O CORONAVÍRUS E O TURISMO EM FAVELA
O turismo em favelas não é nenhuma novidade. Há quem diga que esse safari começou durante a ECO-92, quando parte a comitiva internacional visitou a Rocinha. Após a implementação das Unidades de Polícia Pacificadora, a pratica aumentou bastante. É um absurdo continuar no momento atual.
Se essa comercialização da pobreza já gerava críticas por parte de alguns moradores que se incomodavam com o encarecimento do comércio e moradia locais, hoje a repulsa ganha um novo motivo. Além de terem a intimidade e a vivência cotidiana invadidas, moradores de favelas como Dona Marta, Rocinha e Vidigal reclamam da ameaça da contaminação pelo Coronavírus. Afinal, a ordem dos profissionais de saúde e do governo é evitar a aglomeração. A favela fisicamente é um aglomerado. As residências são próximas uma das outras e nelas podem viver várias pessoas _ inclusive, sem infraestrutura e saneamento básicos adequados.
Devido à suspensão das aulas, várias crianças estão pelas vielas dos morros. Apesar do recolhimento recomentado, a quarenta não é bem cumprida. Isso porque os pais dessas crianças saem para trabalhar, não tendo, em muitos casos, quem proíba a brincadeira na rua. Segundo afirmam especialistas, apesar de as crianças não pertencerem ao grupo de risco, se infectadas, podem contaminar indivíduos mais vulneráveis, como os idosos.
Moradores do Vidigal se manifestaram em redes sociais contra a presença de turistas na favela. Vídeos, áudios e mensagens em grupos de whatsapp expressavam a revolta dos "vidigalenses" com esses “visitantes” e exigiam a interrupção do turismo no morro enquanto durar a ameaça do Coronavírus.
“Em tempos de coronavírus, eles deveriam parar de subir a trilha. Por isso, acho prudente chamar os guias e mandar o papo reto” (Rita Machado, moradora do Vidigal)
“O que é isso, gente? Não pode praia, não pode lugar nenhum... Tá errado isso! Vocês não são daqui, não têm que fazer passeio turístico aqui. É doença, gente. É pandemia. O que é isso, gente? Vão cuidar da vida de vocês, gente.

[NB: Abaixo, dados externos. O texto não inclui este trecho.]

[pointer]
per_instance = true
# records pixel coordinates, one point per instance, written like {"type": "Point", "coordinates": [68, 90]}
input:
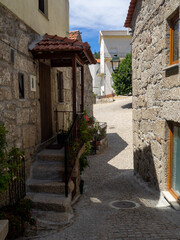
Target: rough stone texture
{"type": "Point", "coordinates": [110, 178]}
{"type": "Point", "coordinates": [17, 114]}
{"type": "Point", "coordinates": [155, 96]}
{"type": "Point", "coordinates": [4, 225]}
{"type": "Point", "coordinates": [22, 117]}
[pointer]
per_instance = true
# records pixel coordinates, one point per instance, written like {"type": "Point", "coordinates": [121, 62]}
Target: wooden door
{"type": "Point", "coordinates": [45, 102]}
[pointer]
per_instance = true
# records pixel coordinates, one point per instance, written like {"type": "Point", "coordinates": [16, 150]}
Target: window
{"type": "Point", "coordinates": [60, 86]}
{"type": "Point", "coordinates": [12, 56]}
{"type": "Point", "coordinates": [174, 160]}
{"type": "Point", "coordinates": [43, 6]}
{"type": "Point", "coordinates": [21, 85]}
{"type": "Point", "coordinates": [174, 40]}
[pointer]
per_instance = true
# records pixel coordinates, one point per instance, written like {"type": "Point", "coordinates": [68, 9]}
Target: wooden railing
{"type": "Point", "coordinates": [69, 153]}
{"type": "Point", "coordinates": [17, 189]}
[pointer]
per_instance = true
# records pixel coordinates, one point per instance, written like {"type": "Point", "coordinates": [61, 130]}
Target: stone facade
{"type": "Point", "coordinates": [22, 117]}
{"type": "Point", "coordinates": [156, 89]}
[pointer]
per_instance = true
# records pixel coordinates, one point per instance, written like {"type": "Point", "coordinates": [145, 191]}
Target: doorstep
{"type": "Point", "coordinates": [171, 200]}
{"type": "Point", "coordinates": [3, 229]}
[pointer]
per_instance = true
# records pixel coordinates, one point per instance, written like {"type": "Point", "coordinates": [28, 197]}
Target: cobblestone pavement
{"type": "Point", "coordinates": [109, 178]}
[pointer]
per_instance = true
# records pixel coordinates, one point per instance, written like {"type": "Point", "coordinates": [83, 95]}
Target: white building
{"type": "Point", "coordinates": [95, 70]}
{"type": "Point", "coordinates": [111, 43]}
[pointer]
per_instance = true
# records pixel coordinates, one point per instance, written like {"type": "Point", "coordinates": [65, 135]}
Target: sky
{"type": "Point", "coordinates": [91, 16]}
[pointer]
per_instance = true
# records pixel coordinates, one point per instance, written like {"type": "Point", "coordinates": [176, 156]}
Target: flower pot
{"type": "Point", "coordinates": [81, 185]}
{"type": "Point", "coordinates": [61, 137]}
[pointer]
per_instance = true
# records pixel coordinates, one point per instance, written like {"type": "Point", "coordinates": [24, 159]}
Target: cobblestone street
{"type": "Point", "coordinates": [109, 178]}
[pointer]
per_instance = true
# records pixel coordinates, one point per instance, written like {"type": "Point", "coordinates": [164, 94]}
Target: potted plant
{"type": "Point", "coordinates": [61, 137]}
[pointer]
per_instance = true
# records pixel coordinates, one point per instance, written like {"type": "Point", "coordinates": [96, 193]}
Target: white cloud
{"type": "Point", "coordinates": [98, 14]}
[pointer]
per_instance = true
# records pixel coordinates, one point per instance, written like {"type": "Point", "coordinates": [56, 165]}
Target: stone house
{"type": "Point", "coordinates": [112, 43]}
{"type": "Point", "coordinates": [42, 76]}
{"type": "Point", "coordinates": [156, 92]}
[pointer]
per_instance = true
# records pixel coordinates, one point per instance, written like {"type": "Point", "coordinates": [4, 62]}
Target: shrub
{"type": "Point", "coordinates": [7, 157]}
{"type": "Point", "coordinates": [19, 216]}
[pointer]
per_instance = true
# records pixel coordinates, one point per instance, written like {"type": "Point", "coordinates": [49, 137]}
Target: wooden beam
{"type": "Point", "coordinates": [56, 63]}
{"type": "Point", "coordinates": [74, 76]}
{"type": "Point", "coordinates": [82, 88]}
{"type": "Point", "coordinates": [54, 55]}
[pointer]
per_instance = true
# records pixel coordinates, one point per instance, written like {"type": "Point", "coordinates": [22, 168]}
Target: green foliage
{"type": "Point", "coordinates": [122, 77]}
{"type": "Point", "coordinates": [19, 215]}
{"type": "Point", "coordinates": [97, 55]}
{"type": "Point", "coordinates": [83, 162]}
{"type": "Point", "coordinates": [7, 157]}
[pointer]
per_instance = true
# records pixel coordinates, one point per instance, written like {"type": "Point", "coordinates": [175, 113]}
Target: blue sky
{"type": "Point", "coordinates": [91, 16]}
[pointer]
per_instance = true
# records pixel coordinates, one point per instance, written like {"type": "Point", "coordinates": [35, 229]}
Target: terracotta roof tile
{"type": "Point", "coordinates": [75, 35]}
{"type": "Point", "coordinates": [54, 43]}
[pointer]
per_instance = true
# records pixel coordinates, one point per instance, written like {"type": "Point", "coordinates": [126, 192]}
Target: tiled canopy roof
{"type": "Point", "coordinates": [130, 13]}
{"type": "Point", "coordinates": [75, 35]}
{"type": "Point", "coordinates": [54, 44]}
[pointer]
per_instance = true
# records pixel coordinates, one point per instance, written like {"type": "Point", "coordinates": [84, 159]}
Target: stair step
{"type": "Point", "coordinates": [46, 186]}
{"type": "Point", "coordinates": [50, 202]}
{"type": "Point", "coordinates": [48, 170]}
{"type": "Point", "coordinates": [52, 217]}
{"type": "Point", "coordinates": [51, 155]}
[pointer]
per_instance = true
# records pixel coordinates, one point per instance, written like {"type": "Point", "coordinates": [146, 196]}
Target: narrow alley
{"type": "Point", "coordinates": [110, 178]}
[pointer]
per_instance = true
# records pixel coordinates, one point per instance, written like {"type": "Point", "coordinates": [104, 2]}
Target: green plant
{"type": "Point", "coordinates": [83, 162]}
{"type": "Point", "coordinates": [122, 77]}
{"type": "Point", "coordinates": [19, 216]}
{"type": "Point", "coordinates": [7, 157]}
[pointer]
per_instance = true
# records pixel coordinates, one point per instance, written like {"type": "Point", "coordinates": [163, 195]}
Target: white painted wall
{"type": "Point", "coordinates": [94, 70]}
{"type": "Point", "coordinates": [112, 43]}
{"type": "Point", "coordinates": [57, 21]}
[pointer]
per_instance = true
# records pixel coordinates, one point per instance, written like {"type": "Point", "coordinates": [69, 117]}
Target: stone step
{"type": "Point", "coordinates": [45, 186]}
{"type": "Point", "coordinates": [50, 202]}
{"type": "Point", "coordinates": [47, 170]}
{"type": "Point", "coordinates": [52, 217]}
{"type": "Point", "coordinates": [51, 155]}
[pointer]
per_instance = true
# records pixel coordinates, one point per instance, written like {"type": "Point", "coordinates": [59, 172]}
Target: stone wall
{"type": "Point", "coordinates": [156, 91]}
{"type": "Point", "coordinates": [20, 116]}
{"type": "Point", "coordinates": [88, 91]}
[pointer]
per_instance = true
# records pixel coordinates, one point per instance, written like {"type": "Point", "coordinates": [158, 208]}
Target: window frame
{"type": "Point", "coordinates": [170, 165]}
{"type": "Point", "coordinates": [171, 46]}
{"type": "Point", "coordinates": [21, 82]}
{"type": "Point", "coordinates": [60, 87]}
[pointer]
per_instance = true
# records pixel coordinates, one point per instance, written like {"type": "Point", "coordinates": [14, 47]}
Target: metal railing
{"type": "Point", "coordinates": [63, 120]}
{"type": "Point", "coordinates": [70, 155]}
{"type": "Point", "coordinates": [17, 188]}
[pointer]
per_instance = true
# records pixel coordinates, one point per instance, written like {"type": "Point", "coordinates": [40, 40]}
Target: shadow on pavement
{"type": "Point", "coordinates": [129, 105]}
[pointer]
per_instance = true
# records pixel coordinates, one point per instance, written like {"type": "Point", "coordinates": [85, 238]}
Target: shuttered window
{"type": "Point", "coordinates": [21, 85]}
{"type": "Point", "coordinates": [60, 86]}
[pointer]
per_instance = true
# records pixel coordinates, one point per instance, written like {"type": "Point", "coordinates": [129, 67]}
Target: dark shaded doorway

Tá errado fazer passeio turístico” (transcrição do vídeo em que uma moradora se dirige a um grupo de turistas no Vidigal)
Em resposta, a Associação de Moradores da Vila do Vidigal divulgou uma nota solicitando que os guias de turismo e proprietários de casas de show interrompam os serviços.
“ATENÇÃO! ATENÇÃO PEDIMOS AOS GUIAS DE TURISMO QUE NESTE MOMENTO EVITEM TRAZER TURISTAS PARA PASSEAR EM NOSSA COMUNIDADE DEVIDO A PANDEMIA DO CORONAVÍRUS COM ISSO ESTAREMOS EVITANDO O ALTO CONTÁGIO EM NOSSA COMUNIDADE .E AOS MORADORES E PROPRIETÁRIOS DAS CASAS DE SHOW PEDIMOS QUE SIGAM AS DEVIDAMENTE AS NORMAS DE SEGURANÇA ESTABELECIDA PELO MINISTÉRIO DA SAÚDE. OBRIGADO A TODOS ...” (Nota da AMVV nas redes sociais)
O Portal Favelas se junta a esse bonde e exige que as agências de turismo e os profissionais da área respeitem os moradores de favela e cumpram as determinações de prevenção contra o Coronavírus. Evitem a circulação da doença. Não tragam pessoas para as favelas. E, para a classe média alternativa, que “curte conhecer uma outra realidade”, frequentar os estabelecimentos em favela (que não são para favelados...), fique em seus apartamentos da zona sul e procure outra distração.
O COVID-19 não escolhe a classe social que irá infectar. Mas o acesso à saúde não é igualitário para todos. Nós, moradores de favelas, estamos em desvantagem _ mais uma vez.